Publié par : hirofarepote | juillet 15, 2012

Pour une économie bleue polynésienne

Je lisais ce matin que le soleil ne se couche jamais en France….grâce à ses outre-mers.

Grâce à ces mêmes outre-mers, la France possède la deuxième plus grande zone économique exclusive au monde (11. 035. 000 Km2).Et la Polynésie française, « propriétaire de sa ZEE », lui apporte près de la moitié de cette Z.E.E. (4.804.000 Km2).

On a coutume de dire que les polynésiens sont de vrais « océaniens », car, en l’absence d’arrière pays, ils étaient forcément orientés vers la mer. Ils ont su développer des activités traditionnelles sur leur domaine maritime de proximité : activités de « cueillette » et de pêche lagonaire, aquaculture empirique, perliculture, pêche côtière…

Depuis le début de la décennie 2000, une nouvelle stratégie visant à constituer une flottille de pêche semi industrielle a été mise en oeuvre et a connu un échec relatif. Face aux nations de pêche distantes telles que la Corée du sud, le Japon, Taiwan, la Chine et l’Espagne, la petite taille des unités, l’individualisme des entreprises de pêche, l’absence d’organisation collective de la flottille et la difficulté de constituer des équipages volontaires pour des campagnes de pêche de plusieurs semaines ne permettent pas aux polynésiens d’exploiter les ressources en poissons dont dispose encore le Pacifique sud et de les exporter en quantité significative pour satisfaire une demande internationale en expansion.

C’est le lot, d’ailleurs, de toutes les pêcheries des pays insulaires qui observent, démunies, le début de surpêche occasionné par des flottilles qui ont épuisé les ressources d’autres mers du globe. Les organisations techniques régionales qui essayent, tant bien que mal, de réguler l’accès à ces ressources et de la réserver en priorité aux pays riverains, ne peuvent que constater cette réalité. La puissance des flottes dépend étroitement des capitaux engagés combinés au faible coût de la main d’oeuvre et les petits pays insulaires ne peuvent, bien sûr, pas rivaliser avec ces nations de pêche distante qui écument les zones de pêche encore abondantes…

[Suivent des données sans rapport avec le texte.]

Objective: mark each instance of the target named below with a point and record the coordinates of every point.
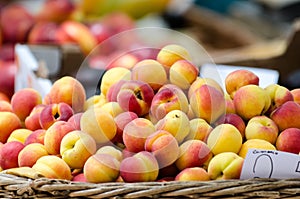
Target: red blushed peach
(55, 134)
(193, 174)
(193, 153)
(24, 100)
(5, 106)
(32, 121)
(121, 121)
(151, 72)
(183, 73)
(51, 166)
(55, 112)
(69, 90)
(164, 146)
(288, 140)
(171, 53)
(99, 124)
(135, 134)
(141, 167)
(169, 97)
(208, 103)
(36, 136)
(101, 168)
(9, 154)
(287, 115)
(30, 154)
(8, 123)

Malgré cet échec relatif, nous avons quand même gagné l’autosuffisance en matière de consommation de thons, confortant ainsi une partie de notre régime alimentaire traditionnel. Reste, cependant, à faire de cette consommation une vraie consommation populaire par une baisse des prix encore trop élevés du fait de la constitution d’oligopoles locaux qui maitrisent les prix sur cette filière tout en bénéficiant d’avantages fiscaux importants ( prix préférentiels pour leur carburant notamment). Les gains de productivité , l’accroissement constant des quantités pêchées et une politique de marges raisonnables de l’oligopole des mareyeurs peuvent largement permettre une plus grande « démocratisation » de cette consommation locale.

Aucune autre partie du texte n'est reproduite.